Verificatie voor de Databricks CLI

Notitie

Deze informatie is van toepassing op Databricks CLI-versies 0.205 en hoger, die zich in openbare preview bevinden. Voer de opdracht uit databricks -vom uw versie van de Databricks CLI te vinden.

In dit artikel wordt beschreven hoe u verificatie instelt tussen de Databricks CLI en uw Azure Databricks-accounts en -werkruimten. Zie Wat is de Databricks CLI?

In dit artikel wordt ervan uitgegaan dat u de Databricks CLI al hebt geïnstalleerd. Zie De Databricks CLI installeren of bijwerken.

Voordat u Databricks CLI-opdrachten kunt uitvoeren, moet u verificatie instellen tussen de Databricks CLI en uw Azure Databricks-accounts, werkruimten of een combinatie hiervan, afhankelijk van de typen CLI-opdrachten die u wilt uitvoeren.

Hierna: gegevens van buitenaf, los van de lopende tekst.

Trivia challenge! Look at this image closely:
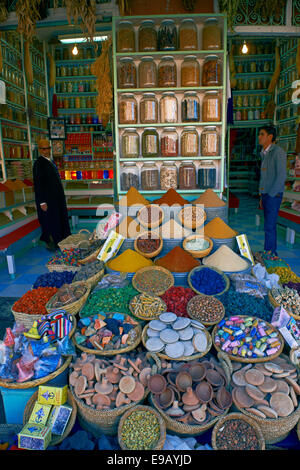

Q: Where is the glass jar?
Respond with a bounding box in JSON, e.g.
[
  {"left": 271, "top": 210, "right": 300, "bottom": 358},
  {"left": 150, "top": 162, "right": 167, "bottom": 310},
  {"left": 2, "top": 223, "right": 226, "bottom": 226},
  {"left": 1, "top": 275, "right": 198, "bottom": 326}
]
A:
[
  {"left": 181, "top": 91, "right": 200, "bottom": 122},
  {"left": 158, "top": 56, "right": 177, "bottom": 88},
  {"left": 117, "top": 20, "right": 135, "bottom": 52},
  {"left": 118, "top": 57, "right": 137, "bottom": 88},
  {"left": 202, "top": 55, "right": 222, "bottom": 86},
  {"left": 141, "top": 162, "right": 159, "bottom": 191},
  {"left": 159, "top": 91, "right": 178, "bottom": 122},
  {"left": 119, "top": 93, "right": 138, "bottom": 124},
  {"left": 138, "top": 20, "right": 157, "bottom": 52},
  {"left": 180, "top": 127, "right": 199, "bottom": 157},
  {"left": 178, "top": 161, "right": 196, "bottom": 189},
  {"left": 139, "top": 57, "right": 157, "bottom": 88},
  {"left": 157, "top": 19, "right": 177, "bottom": 51},
  {"left": 181, "top": 55, "right": 200, "bottom": 87},
  {"left": 121, "top": 128, "right": 140, "bottom": 158},
  {"left": 121, "top": 162, "right": 139, "bottom": 191},
  {"left": 202, "top": 18, "right": 222, "bottom": 51},
  {"left": 198, "top": 160, "right": 217, "bottom": 189},
  {"left": 160, "top": 162, "right": 177, "bottom": 191},
  {"left": 142, "top": 127, "right": 159, "bottom": 158},
  {"left": 140, "top": 93, "right": 158, "bottom": 124},
  {"left": 179, "top": 18, "right": 198, "bottom": 51},
  {"left": 202, "top": 91, "right": 221, "bottom": 122},
  {"left": 160, "top": 127, "right": 178, "bottom": 157}
]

U moet de Databricks CLI tijdens runtime verifiëren bij de relevante resources om Azure Databricks-automatiseringsopdrachten uit te voeren in een Azure Databricks-account of -werkruimte. Afhankelijk van of u opdrachten op werkruimteniveau van Azure Databricks, Azure Databricks-accountniveau of beide wilt aanroepen, moet u zich verifiëren bij de Azure Databricks-werkruimte, het account of beide. Voer de opdracht databricks -huit voor een lijst met CLI-opdrachtgroepen op werkruimteniveau en op accountniveau van Azure Databricks. Zie de Databricks REST API-API voor een lijst met REST API-bewerkingen op werkruimteniveau en op accountniveau die door de Databricks CLI-opdrachten worden behandeld.

Notitie

De Databricks CLI implementeert de geïntegreerde verificatiestandaard van de Databricks-client, een geconsolideerde en consistente architectuur en programmatische benadering voor verificatie. Deze aanpak helpt bij het instellen en automatiseren van verificatie met Azure Databricks gecentraliseerder en voorspelbaarder. Hiermee kunt u Azure Databricks-verificatie eenmaal configureren en deze configuratie vervolgens gebruiken in meerdere Azure Databricks-hulpprogramma's en SDK's zonder verdere configuratiewijzigingen voor verificatie. Zie Geïntegreerde verificatie van Databricks-clients voor meer informatie over deze standaard.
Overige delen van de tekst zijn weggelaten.